Anyone well versed in the study of Talmud and Jewish law sees that over the generations the emphasis in study has shifted more and more in the direction of formal analysis, and the use of legal intuition has steadily diminished. Discussions of the kind mentioned here compel even the student in our own era to use that delicate and neglected instrument of thought, intuition.
In conclusion, I would like to dwell on one additional point concerning the place of process in Jewish law.
In civil law, as a rule, processes have no significance, but only states do. The civil legislator is interested only in the result. Murder is prohibited because we do not want people to be murdered. A procedure of divorce is defined in order to ensure settled intent, so that no mistake will occur in the divorce process, or in the personal status of those involved in the matter.
Legal discussion of the way in which something was done, such as murder, theft, and so forth, is only a means of deciding the offender’s legal responsibility, or alternatively the settled intent of those involved in an act of acquisition, and so forth.
By contrast, in Jewish law the process itself has great significance, and not only the resulting state that appears in its wake.
There are cases in which a commandment or a transgression is defined as an act and not as a result. Because of this, there is sometimes misunderstanding on this issue that stems from the perspective of civil law.

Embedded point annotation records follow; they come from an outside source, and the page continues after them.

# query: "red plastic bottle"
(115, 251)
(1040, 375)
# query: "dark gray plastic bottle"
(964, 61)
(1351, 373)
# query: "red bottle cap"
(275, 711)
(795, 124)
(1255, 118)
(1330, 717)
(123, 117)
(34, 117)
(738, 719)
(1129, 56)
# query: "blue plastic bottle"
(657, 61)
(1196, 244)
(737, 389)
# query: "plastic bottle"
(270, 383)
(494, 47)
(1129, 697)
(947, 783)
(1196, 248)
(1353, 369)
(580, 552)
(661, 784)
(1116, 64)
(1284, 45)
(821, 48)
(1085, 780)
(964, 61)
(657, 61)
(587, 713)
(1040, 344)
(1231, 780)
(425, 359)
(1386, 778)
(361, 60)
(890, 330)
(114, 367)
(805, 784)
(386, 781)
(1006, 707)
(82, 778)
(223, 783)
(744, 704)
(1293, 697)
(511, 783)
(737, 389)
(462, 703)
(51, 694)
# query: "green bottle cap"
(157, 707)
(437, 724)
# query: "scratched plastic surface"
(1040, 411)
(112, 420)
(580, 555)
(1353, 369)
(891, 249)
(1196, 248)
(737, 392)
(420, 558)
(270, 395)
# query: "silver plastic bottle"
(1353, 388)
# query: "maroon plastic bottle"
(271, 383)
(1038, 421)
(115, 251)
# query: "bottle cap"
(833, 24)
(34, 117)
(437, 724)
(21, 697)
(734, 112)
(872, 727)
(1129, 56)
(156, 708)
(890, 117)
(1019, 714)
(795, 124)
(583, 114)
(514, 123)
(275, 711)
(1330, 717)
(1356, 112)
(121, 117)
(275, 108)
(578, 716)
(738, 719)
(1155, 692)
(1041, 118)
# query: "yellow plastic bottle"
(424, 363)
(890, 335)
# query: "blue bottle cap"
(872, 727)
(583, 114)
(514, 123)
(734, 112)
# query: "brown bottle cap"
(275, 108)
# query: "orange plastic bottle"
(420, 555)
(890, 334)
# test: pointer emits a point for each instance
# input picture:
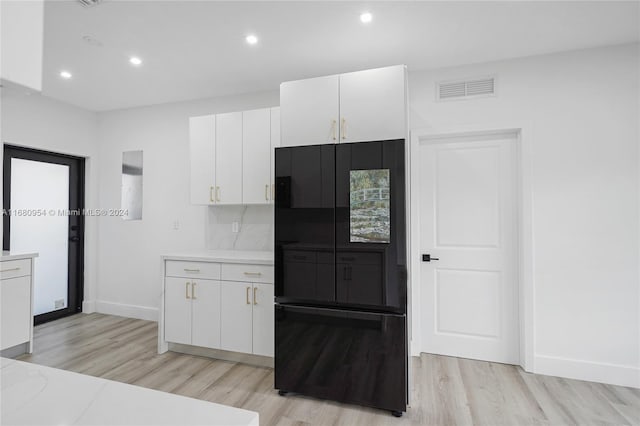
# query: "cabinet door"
(177, 310)
(205, 303)
(373, 105)
(202, 134)
(309, 111)
(256, 155)
(229, 158)
(263, 321)
(15, 311)
(235, 320)
(275, 143)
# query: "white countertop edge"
(7, 255)
(225, 256)
(36, 394)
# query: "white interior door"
(468, 222)
(42, 187)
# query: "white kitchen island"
(33, 394)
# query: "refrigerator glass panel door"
(348, 356)
(305, 224)
(371, 274)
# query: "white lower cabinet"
(16, 300)
(15, 309)
(247, 318)
(263, 319)
(192, 312)
(235, 313)
(236, 317)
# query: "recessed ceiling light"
(366, 17)
(251, 39)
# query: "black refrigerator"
(341, 273)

For example, in matters of the Sabbath there is sometimes a lack of understanding whose root lies in the conception that the result (the state) is the basis of the prohibition, whereas very often the process itself is what is prohibited. For example: with regard to the act of sorting performed by a non-Jew or in an unusual manner. The Torah does not prohibit that the mixture become sorted, but only that the Jew sort it, that is, perform the act of sorting. If the act is performed by a non-Jew or in an unusual manner, it may be that this is not the act forbidden by the Torah, even though the result, the separation of the mixture into its components, was achieved on the Sabbath.
Notes:
1. If the argument presented here reminds some readers of the uncertainty principle in quantum theory, which says that one cannot simultaneously measure the position and velocity of a given body, then in my opinion this is no accident. Certain elements of the uncertainty principle can, in my view, be derived a priori by means of this argument. The claim is as follows: to measure position one must observe the object with a camera. In that situation it is of course impossible to measure velocity, as explained above. By contrast, observing the object through a movie camera makes it possible to observe or measure velocity, but deprives us of the possibility of measuring position.

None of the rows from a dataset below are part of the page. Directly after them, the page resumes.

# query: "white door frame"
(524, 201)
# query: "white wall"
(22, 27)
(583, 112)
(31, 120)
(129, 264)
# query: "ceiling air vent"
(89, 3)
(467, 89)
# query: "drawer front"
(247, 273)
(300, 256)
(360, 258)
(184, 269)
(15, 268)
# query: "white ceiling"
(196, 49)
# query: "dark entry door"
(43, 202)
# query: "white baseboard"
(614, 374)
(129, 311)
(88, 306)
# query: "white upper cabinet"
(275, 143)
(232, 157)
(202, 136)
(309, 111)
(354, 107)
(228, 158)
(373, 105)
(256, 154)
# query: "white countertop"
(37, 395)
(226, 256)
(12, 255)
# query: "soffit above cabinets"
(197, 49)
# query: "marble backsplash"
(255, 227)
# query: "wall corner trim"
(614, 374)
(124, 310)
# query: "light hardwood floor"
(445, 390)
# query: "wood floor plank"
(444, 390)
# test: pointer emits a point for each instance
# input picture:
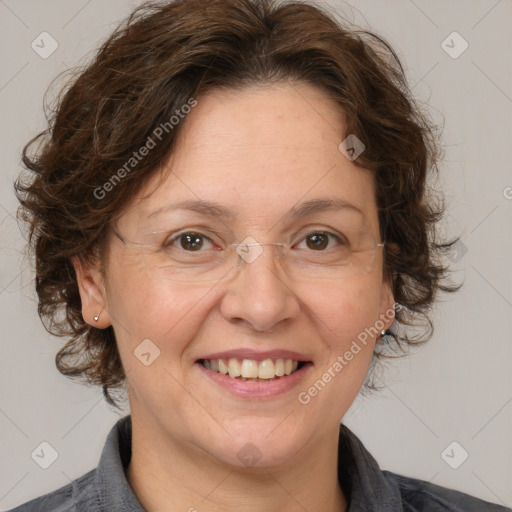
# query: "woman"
(231, 209)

2. Two conceptions of the concept of time corresponding to the two aspects described here are represented by Einstein, who conceived of time as static, and, by contrast, the French Jewish philosopher Henri Bergson, who conceived of time as flowing, as dynamic. One ‘photographed’ the flow of time and the other ‘filmed’ it. Apparently neither of them was aware that each was dealing with only one aspect of time. The more dogmatic of the two was in fact Einstein, who gave expression to his static conception, which follows directly from the theory of relativity, in a letter of condolence that he sent to the family of his friend Michele Besso after the latter died, and thus he wrote: ‘Michele has gone a little ahead of me in leaving this strange world. This means nothing. For us believing physicists, the distinction between past, present, and future is only a stubbornly persistent illusion.’ A clear description of this dilemma can be found in Avshalom Elitzur’s book in the University Broadcast series, entitled Time and Consciousness. A discussion of these subjects is, of course, a matter for a separate article.